Neither were Eleanor's feelings quite unmixed at this moment. She expected to see Mr. and Mrs. Amos again; with the rest her intercourse was finished; and it had been of that character which leaves longing and tender memories behind. She felt all that now. And she felt much more. With the end of her voyage in the "Diana" came, at least for the present, an end to her inward tranquillity. Now there were letters awaiting her; letters for which she had wished nervously so long; now she was near Fiji and her new life; now she dared to realize, she could not help it, what all the voyage she had refused to think of, as still in a hazy distance of the future. Here it was, nigh at hand, looming up through the haze, taking distinctness and proportions; and Eleanor's heart was in a state of agitation to which that sound little member was very little accustomed. However, the outward effect of all this was to give her manner even an unwonted degree of cool quietness; and Mr. Esthwaite was in a state between daunted and admiring. Both of them kept silence for a little while after leaving the ship, while the wherry pulled along in the beautiful bay, passing among a crowd of vessels of all sorts and descriptions, moving and still. The scene was lively, picturesque, pleasant, in the highest degree.

"How does my cousin like us on a first view?"

"It is a beautiful scene!" said Eleanor. "What a great variety of vessels are here!"

"And isn't this just the finest harbour in the world?"

"I have heard a great deal of Port Philip," said Eleanor smiling. "I understand there is a second Bay of Naples there."

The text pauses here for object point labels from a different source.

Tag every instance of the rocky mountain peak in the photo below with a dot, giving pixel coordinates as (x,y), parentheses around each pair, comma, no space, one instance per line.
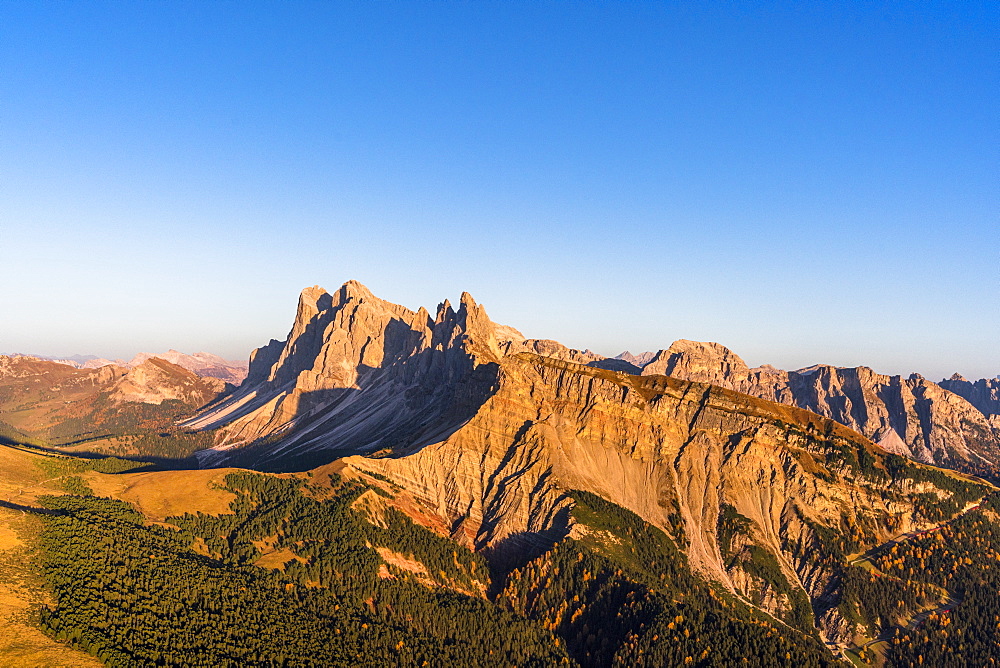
(414,374)
(704,362)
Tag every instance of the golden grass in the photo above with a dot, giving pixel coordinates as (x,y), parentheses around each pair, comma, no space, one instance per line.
(162,494)
(276,560)
(21,594)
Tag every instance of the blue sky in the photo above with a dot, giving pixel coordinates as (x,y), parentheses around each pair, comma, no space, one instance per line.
(803,182)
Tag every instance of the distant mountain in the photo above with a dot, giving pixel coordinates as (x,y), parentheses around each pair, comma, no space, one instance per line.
(203,364)
(910,416)
(638,361)
(984,393)
(498,440)
(114,409)
(75,361)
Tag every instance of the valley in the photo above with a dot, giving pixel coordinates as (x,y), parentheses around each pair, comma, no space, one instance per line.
(396,487)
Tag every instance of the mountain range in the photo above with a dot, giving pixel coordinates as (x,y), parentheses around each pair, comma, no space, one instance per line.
(415,470)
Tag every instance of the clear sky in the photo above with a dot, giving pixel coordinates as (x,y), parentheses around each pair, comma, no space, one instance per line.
(803,182)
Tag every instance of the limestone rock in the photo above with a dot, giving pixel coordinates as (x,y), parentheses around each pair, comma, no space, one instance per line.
(910,416)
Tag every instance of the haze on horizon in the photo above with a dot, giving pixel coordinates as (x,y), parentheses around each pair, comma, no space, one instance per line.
(801,184)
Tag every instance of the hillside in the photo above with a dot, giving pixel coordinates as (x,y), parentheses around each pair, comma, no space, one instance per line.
(438,490)
(109,410)
(929,422)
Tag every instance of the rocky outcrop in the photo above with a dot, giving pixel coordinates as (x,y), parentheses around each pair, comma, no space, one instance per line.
(984,393)
(910,416)
(356,374)
(45,398)
(490,432)
(672,451)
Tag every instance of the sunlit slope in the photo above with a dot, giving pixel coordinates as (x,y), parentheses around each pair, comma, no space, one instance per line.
(21,591)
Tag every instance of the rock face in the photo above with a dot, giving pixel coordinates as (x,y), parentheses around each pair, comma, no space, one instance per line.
(41,397)
(357,374)
(909,416)
(674,452)
(984,393)
(491,432)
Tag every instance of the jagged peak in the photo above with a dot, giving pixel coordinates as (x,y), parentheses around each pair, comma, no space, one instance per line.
(444,312)
(686,346)
(467,301)
(356,290)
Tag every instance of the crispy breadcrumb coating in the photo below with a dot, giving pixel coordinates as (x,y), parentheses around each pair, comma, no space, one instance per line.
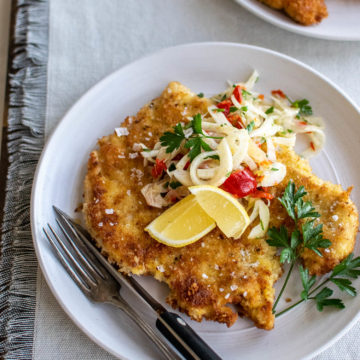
(215,271)
(305,12)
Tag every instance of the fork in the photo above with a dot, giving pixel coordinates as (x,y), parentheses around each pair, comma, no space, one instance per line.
(96,282)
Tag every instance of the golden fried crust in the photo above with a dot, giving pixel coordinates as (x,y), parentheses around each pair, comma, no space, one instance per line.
(305,12)
(203,277)
(339,215)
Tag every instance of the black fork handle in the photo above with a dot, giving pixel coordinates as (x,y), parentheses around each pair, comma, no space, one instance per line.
(184,338)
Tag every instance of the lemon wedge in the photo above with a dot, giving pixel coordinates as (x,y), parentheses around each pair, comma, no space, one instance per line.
(182,224)
(230,216)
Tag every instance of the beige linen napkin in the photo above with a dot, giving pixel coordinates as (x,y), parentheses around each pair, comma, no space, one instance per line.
(89,39)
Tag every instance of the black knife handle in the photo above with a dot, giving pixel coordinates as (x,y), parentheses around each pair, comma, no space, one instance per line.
(184,338)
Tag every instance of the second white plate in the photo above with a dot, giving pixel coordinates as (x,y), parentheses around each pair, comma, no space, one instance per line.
(342,24)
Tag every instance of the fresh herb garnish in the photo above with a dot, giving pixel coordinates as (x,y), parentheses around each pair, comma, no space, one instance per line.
(215,157)
(309,236)
(269,110)
(223,98)
(245,93)
(195,143)
(303,106)
(172,167)
(250,127)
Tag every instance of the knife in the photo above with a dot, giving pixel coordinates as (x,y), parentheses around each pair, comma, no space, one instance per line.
(171,325)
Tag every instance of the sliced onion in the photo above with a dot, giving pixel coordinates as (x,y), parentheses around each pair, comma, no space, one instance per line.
(238,141)
(255,152)
(206,173)
(225,165)
(182,162)
(218,117)
(182,176)
(287,141)
(250,162)
(260,230)
(252,80)
(273,177)
(268,128)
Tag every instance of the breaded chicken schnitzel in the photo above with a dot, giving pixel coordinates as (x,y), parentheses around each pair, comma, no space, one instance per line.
(215,271)
(305,12)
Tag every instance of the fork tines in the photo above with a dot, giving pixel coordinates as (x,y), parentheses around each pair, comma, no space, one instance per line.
(81,265)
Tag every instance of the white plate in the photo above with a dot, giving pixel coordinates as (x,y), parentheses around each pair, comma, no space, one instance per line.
(342,23)
(202,67)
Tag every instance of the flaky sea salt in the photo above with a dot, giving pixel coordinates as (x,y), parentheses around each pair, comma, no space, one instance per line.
(122,131)
(160,268)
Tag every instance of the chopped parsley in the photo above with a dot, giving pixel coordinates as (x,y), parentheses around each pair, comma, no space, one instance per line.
(250,127)
(303,106)
(269,110)
(172,167)
(195,143)
(215,157)
(245,93)
(309,236)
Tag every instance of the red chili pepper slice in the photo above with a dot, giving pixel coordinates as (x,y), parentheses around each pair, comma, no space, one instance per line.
(240,183)
(238,94)
(187,165)
(279,92)
(235,120)
(159,168)
(262,195)
(226,104)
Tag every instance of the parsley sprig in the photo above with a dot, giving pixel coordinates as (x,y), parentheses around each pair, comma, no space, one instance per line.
(195,143)
(348,268)
(303,105)
(309,235)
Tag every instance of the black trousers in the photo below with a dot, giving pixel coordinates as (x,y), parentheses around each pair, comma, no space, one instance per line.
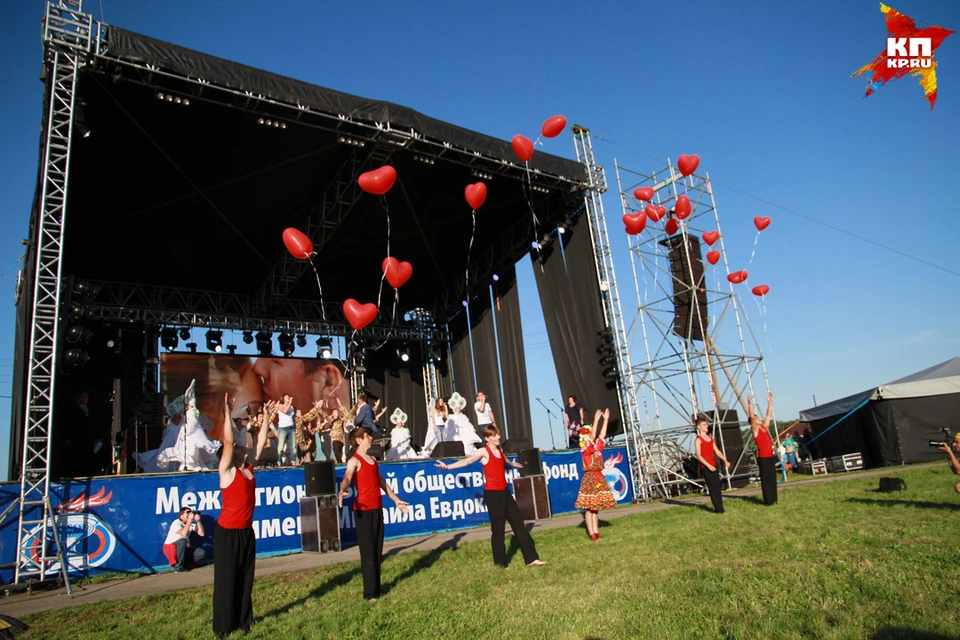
(235,552)
(712,478)
(768,480)
(502,509)
(370,539)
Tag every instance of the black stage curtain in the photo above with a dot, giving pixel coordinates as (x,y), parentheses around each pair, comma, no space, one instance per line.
(398,384)
(573,313)
(513,363)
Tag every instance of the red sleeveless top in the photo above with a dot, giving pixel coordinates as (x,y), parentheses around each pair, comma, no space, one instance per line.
(706,450)
(764,444)
(238,499)
(495,471)
(367,482)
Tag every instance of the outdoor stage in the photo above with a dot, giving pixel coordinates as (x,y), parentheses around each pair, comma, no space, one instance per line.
(118,524)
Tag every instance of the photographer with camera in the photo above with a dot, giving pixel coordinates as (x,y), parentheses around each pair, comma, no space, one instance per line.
(181,546)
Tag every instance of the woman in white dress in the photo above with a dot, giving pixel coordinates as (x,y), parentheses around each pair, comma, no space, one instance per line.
(460,427)
(400,448)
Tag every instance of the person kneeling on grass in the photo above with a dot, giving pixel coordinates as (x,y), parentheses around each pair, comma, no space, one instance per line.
(500,503)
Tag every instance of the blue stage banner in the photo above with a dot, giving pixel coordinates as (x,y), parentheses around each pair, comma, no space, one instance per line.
(118,524)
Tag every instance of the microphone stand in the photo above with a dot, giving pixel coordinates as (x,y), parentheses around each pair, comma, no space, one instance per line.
(549,422)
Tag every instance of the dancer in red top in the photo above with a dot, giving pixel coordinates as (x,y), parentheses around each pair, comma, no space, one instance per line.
(500,503)
(707,454)
(367,508)
(234,544)
(594,493)
(765,460)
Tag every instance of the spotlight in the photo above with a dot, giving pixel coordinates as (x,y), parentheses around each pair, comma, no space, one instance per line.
(214,340)
(285,340)
(168,338)
(324,348)
(265,343)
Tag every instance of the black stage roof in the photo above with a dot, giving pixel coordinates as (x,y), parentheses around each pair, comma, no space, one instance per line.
(197,196)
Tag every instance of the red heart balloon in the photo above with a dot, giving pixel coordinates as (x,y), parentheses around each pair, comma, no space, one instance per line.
(634,223)
(396,272)
(298,244)
(475,194)
(644,194)
(710,237)
(522,147)
(688,164)
(359,315)
(552,127)
(737,276)
(378,181)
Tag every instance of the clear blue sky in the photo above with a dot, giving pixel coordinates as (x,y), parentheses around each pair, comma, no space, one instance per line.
(760,90)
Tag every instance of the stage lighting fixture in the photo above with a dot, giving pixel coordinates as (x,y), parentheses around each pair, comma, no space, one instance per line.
(285,340)
(214,340)
(265,343)
(324,348)
(168,338)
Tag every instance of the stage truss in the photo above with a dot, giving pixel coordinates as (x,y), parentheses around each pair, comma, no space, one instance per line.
(684,376)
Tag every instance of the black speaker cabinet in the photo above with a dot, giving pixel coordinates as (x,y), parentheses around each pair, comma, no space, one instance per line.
(530,459)
(319,524)
(531,495)
(320,478)
(450,449)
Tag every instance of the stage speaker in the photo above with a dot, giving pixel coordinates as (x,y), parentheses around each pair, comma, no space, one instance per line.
(516,445)
(530,459)
(320,478)
(532,497)
(451,449)
(319,524)
(689,289)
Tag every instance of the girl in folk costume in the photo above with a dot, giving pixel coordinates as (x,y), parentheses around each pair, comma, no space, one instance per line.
(362,471)
(500,504)
(594,493)
(460,427)
(400,448)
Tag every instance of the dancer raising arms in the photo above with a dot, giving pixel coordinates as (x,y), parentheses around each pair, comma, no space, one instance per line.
(765,459)
(233,539)
(367,508)
(594,493)
(500,504)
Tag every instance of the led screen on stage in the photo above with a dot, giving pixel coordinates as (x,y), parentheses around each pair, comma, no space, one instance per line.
(251,381)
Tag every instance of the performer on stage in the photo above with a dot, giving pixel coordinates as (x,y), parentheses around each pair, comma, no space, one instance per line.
(400,448)
(234,543)
(460,427)
(594,493)
(500,503)
(368,509)
(765,459)
(573,418)
(707,453)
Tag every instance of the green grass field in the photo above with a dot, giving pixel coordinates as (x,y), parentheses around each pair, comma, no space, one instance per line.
(835,560)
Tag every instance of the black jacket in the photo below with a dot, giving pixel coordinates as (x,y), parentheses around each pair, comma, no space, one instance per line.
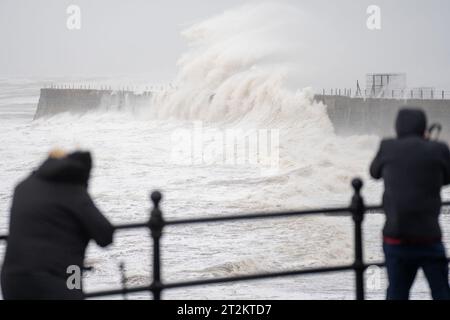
(53,219)
(414,171)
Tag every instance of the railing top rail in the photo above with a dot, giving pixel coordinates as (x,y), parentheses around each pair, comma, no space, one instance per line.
(255,216)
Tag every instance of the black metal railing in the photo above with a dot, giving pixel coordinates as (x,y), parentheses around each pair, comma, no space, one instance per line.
(157,224)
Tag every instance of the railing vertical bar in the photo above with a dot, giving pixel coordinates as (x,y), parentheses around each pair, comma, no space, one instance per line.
(358,209)
(156,226)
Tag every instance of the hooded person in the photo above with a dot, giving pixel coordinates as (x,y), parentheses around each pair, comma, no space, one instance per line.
(414,171)
(52,220)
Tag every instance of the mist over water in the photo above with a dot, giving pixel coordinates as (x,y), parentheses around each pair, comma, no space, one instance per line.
(239,73)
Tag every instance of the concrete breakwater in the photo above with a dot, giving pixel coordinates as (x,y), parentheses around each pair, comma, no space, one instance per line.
(376,116)
(78,101)
(349,115)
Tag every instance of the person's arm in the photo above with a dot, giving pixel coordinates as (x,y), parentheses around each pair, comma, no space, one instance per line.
(376,168)
(94,222)
(446,165)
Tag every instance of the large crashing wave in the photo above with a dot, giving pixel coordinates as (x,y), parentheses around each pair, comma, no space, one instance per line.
(238,66)
(239,71)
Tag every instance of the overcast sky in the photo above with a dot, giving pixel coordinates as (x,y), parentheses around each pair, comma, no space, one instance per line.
(142,38)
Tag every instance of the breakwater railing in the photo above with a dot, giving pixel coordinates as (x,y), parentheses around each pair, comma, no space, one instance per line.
(157,224)
(399,94)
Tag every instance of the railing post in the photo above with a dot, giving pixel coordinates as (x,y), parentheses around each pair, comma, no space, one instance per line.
(358,210)
(156,226)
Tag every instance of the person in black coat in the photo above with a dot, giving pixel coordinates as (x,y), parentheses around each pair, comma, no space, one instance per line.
(52,220)
(414,170)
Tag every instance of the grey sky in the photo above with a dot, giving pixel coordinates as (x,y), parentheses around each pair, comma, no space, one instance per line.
(142,38)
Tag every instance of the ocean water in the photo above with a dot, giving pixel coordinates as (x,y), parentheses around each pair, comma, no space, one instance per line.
(223,84)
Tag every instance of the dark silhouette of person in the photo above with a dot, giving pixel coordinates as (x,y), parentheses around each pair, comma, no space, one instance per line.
(52,221)
(414,170)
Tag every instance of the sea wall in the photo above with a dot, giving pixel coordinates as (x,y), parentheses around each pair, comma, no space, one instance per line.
(348,115)
(377,116)
(78,101)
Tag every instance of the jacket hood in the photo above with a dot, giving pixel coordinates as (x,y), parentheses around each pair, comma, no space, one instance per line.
(411,122)
(74,168)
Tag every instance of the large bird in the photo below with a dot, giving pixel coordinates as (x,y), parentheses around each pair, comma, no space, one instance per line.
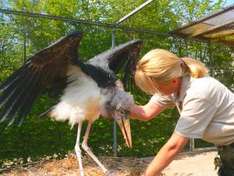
(91,88)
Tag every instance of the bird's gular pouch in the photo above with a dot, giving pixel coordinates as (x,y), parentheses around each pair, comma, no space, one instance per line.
(124,125)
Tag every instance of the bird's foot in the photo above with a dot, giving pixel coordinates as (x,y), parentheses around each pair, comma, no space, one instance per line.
(111,173)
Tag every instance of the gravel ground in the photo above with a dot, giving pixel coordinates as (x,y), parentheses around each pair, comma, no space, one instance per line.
(186,164)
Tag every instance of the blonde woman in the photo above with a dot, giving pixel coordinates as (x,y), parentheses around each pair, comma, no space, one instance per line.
(206,106)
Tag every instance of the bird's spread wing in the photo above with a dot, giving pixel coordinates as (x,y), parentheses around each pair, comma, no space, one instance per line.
(43,70)
(120,60)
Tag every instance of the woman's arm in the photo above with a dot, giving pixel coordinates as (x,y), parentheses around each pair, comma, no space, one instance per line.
(167,153)
(145,112)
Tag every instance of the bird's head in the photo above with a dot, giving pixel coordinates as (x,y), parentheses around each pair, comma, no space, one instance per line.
(118,108)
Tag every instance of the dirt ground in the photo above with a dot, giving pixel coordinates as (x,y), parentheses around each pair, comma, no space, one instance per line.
(186,164)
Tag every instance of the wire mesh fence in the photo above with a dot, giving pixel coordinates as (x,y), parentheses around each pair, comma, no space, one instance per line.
(21,36)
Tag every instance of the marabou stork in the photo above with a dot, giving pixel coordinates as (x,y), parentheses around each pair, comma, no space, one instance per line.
(91,88)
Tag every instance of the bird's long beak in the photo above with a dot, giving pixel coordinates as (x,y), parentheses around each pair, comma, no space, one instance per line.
(124,125)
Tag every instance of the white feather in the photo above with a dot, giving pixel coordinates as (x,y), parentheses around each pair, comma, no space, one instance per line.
(81,99)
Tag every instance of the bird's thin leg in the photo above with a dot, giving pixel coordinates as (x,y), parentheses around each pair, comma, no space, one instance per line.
(78,150)
(88,150)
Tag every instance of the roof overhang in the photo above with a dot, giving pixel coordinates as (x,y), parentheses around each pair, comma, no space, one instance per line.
(218,27)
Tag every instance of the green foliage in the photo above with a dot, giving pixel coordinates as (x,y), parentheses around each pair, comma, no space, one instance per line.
(39,137)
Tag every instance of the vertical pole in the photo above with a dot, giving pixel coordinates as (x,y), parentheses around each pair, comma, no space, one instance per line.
(114,123)
(25,51)
(191,145)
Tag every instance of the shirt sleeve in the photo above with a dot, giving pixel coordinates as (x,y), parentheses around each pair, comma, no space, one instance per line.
(195,117)
(164,101)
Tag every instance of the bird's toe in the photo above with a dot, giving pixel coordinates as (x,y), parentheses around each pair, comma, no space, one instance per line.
(111,173)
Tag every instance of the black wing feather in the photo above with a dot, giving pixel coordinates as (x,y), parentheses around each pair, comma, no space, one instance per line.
(41,71)
(121,59)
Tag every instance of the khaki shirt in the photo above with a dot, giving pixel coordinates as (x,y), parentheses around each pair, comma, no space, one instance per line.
(206,110)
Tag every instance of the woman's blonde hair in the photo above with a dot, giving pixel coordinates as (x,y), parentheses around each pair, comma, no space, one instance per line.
(161,66)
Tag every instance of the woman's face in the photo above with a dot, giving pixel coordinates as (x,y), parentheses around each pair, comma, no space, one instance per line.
(172,86)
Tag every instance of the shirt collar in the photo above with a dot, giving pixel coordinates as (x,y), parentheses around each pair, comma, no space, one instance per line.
(185,84)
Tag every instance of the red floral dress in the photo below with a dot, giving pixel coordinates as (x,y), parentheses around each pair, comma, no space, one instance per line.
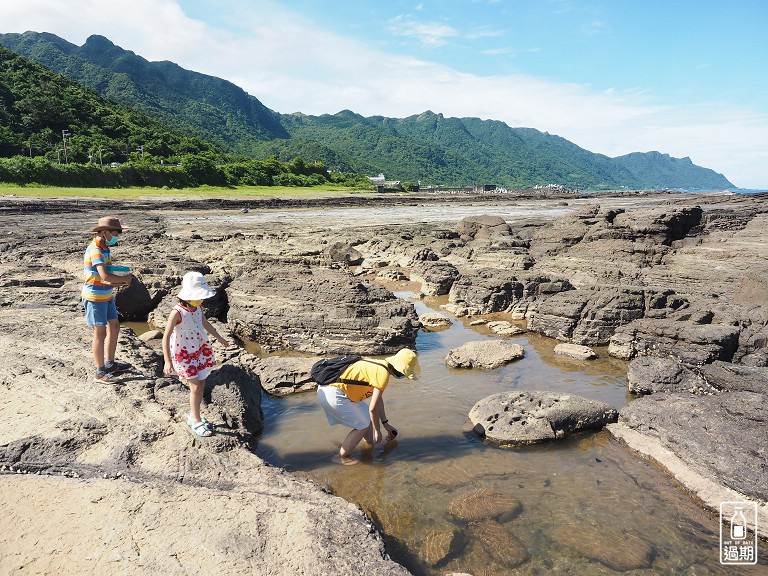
(191,352)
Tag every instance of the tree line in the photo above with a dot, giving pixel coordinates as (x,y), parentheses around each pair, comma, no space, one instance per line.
(191,170)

"I don't care for the Bay of Naples! We have sunk all that. We are in a new world. Wait till you see what I will shew you to-morrow. Now look at that wooded point, with the white houses spotting it; those are fine seats; beautiful view and all that; and at Sydney you can have everything you want, almost at command."

"You know," said Eleanor, "that is not absolutely a new experience to me. In England, we have not far to seek."

"O you say so! Much you know about it. You have been in such a nest of a place as my cousin Caxton spreads her wings over. I never was in a nest, till I made one for myself. How is my good cousin?"

The talk ran upon home things now until they reached the town and landed at a fine stone quay. Then to the Custom House, where business was easily despatched; then Mr. Esthwaite put Eleanor into a cab and they drove away through the streets for his house in the higher part of the city. Eleanor's eyes were full of business. How strange it was! So far away from home, and so long living on the sea, now on landing to be greeted by such a multitude of familiar sounds and sights. The very cab she was driving in; the omnibuses and carts they passed; the English-cut faces; the same street cries; the same trades revealing themselves, as she had been accustomed to in London. But now and then there came a difference of Australasia. There would be a dray drawn by three or four pair of bullocks; London streets never saw that turn-out; and then Eleanor would start at seeing a little group of the natives of the country, dressed in English leavings of costume. Those made her feel where she was; otherwise the streets and houses and shops had very much of a home air. Except indeed when a curious old edifice built of logs peeped in among white stone fronts and handsome shop windows; the relics, Mr. Esthwaite told her, of that not so very far distant time when the town first began to grow up, and the "bush" covered almost all the ground now occupied by it. Eleanor was well pleased to be so busied in looking out that she had little leisure for talking; and Mr. Esthwaite sat by and smiled in satisfaction. But this blessed immunity could not last. The cab stopped before a house in George street.

"Has she come?" exclaimed a voice as the door opened; and a head full of curls put itself out into the hall;—"have you brought her? Oh how delightful! How glad I am!—" and the owner of the curls came near to be introduced, hardly waiting for the introduction, and to give Eleanor the most gleeful sort of a welcome.